E se si ripercorre anche di corsa la lista dei suoi 19 lungometraggi, constateremo che per lui è stato (quasi) sempre così, dal primo all’ultimo (splendido, indignato e sottovalutato) Torneranno i prati, passando per i suoi titoli più significativi: Un certo giorno (1969, in cui riflette criticamente anche sulle sue esperienze di pubblicitario), I recuperanti (1969), La circostanza (1974), L’albero degli zoccoli (1978, Palma d’oro a Cannes), Canmminacammina (1982), Lunga vita alla signora (1987, Leone d’Argento a Venezia), Il mestiere delle armi (2001, 9 David di Donatello), Centochiodi (2007, con un reinventato Raz Degan). Anzi, dove forse il fascino/potere quasi magico/metafisico del suo sguardo introspettivo ha perso vividezza è piuttosto nei film dove ha provato a utilizzare grandi attori, magari estrapolandoli da ambiti e certezze date dal mestiere. Rod Steiger in E venne un uomo (1965, che peraltro probabilmente bisognerebbe ora rivalutare date le sue caratteristiche quasi di paradocumentario saggistico ante-litteram), Rutger Hauer in La leggenda del santo bevitore (1988, pur Leone d’oro a Venezia e un altro alla carriera lo avrebbe ricevuto nel 2008), Paolo Villaggio in La leggenda del bosco vecchio (1993), Bud Spencer in Cantando dietro i paraventi (2003), Michel Londsdale (con Hauer e Alessandro Haber) nel pur radicalmente polemico Il villaggio di cartone (2011).

L'albero degli zoccoli
L’albero degli zoccoli

Tra l’altro un tipo di cinema, quello di Ermanno Olmi, che è nato non privo di umorismo e osservazioni argute (vedi magari i particolari sulle scene delle feste e dei balli popolari che popolano i suoi film), ma che poi con l’avanzare della maturità, soprattutto con la cesura lavorativa causata dalla malattia, abbandonerà a favore di un’ottica quasi da favola, se non dell’apologo, a partire da Lunga vita alla Signora.

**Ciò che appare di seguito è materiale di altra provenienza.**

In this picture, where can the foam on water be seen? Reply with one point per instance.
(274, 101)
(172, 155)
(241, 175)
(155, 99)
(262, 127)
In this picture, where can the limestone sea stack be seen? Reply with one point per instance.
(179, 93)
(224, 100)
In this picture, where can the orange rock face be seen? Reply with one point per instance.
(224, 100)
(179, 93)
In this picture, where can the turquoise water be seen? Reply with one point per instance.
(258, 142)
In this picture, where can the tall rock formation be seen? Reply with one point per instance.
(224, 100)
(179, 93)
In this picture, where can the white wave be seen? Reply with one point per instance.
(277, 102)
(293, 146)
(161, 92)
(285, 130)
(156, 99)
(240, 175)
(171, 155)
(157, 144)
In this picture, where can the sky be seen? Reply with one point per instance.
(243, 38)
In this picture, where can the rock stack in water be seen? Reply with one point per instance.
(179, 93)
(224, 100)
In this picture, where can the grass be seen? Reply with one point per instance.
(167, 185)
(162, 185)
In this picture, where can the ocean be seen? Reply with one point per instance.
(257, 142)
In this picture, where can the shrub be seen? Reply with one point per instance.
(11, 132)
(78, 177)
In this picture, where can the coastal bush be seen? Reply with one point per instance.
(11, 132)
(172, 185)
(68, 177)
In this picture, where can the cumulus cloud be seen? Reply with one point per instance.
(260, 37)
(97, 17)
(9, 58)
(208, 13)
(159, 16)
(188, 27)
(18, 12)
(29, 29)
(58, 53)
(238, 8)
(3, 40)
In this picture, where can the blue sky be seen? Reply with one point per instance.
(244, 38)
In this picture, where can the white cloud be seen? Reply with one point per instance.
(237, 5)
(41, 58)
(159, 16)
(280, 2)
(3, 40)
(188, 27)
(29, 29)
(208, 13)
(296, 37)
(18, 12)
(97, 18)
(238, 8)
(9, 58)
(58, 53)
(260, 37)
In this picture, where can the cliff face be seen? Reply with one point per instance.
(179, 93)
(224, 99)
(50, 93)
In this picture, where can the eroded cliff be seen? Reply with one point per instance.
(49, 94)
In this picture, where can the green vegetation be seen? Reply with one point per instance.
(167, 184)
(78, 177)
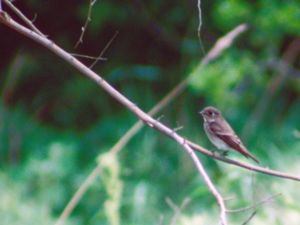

Potremmo ancora dilungarci sui suoi fertili rapporti con la televisione (quasi sempre con la Rai), il teatro, la letteratura (ha scritto il romanzo semi-autobiografico Ragazzo della Bovisa), le sue recenti battaglie per il ritorno alla terra, al cibo naturalmente coltivato, ma preferiamo prendere congedo da questo Gran Lombardo, credente ma mai con la Chiesa trionfante (“Sono soltanto un aspirante cristiano e penso che la migliore ideologia consista nel non essere schiavi dell’ideologia”), ricordando il pudore avvolto di cortesia del suo porsi, proprio come il suo cinema che ha coltivato quasi in tutte le specializzazioni (produttore, direttore della fotografia, montatore, scenografo, ovviamente sceneggiatore). Anzi, meglio, con le sue stesse parole: Io all’orgia e alla gestualità preferisco l’intensità dei gesti. La nostra vera intensità non la dimostriamo nella quantità ma nella qualità dei gesti, nella qualità di una parola, nella qualità di un’intenzione”.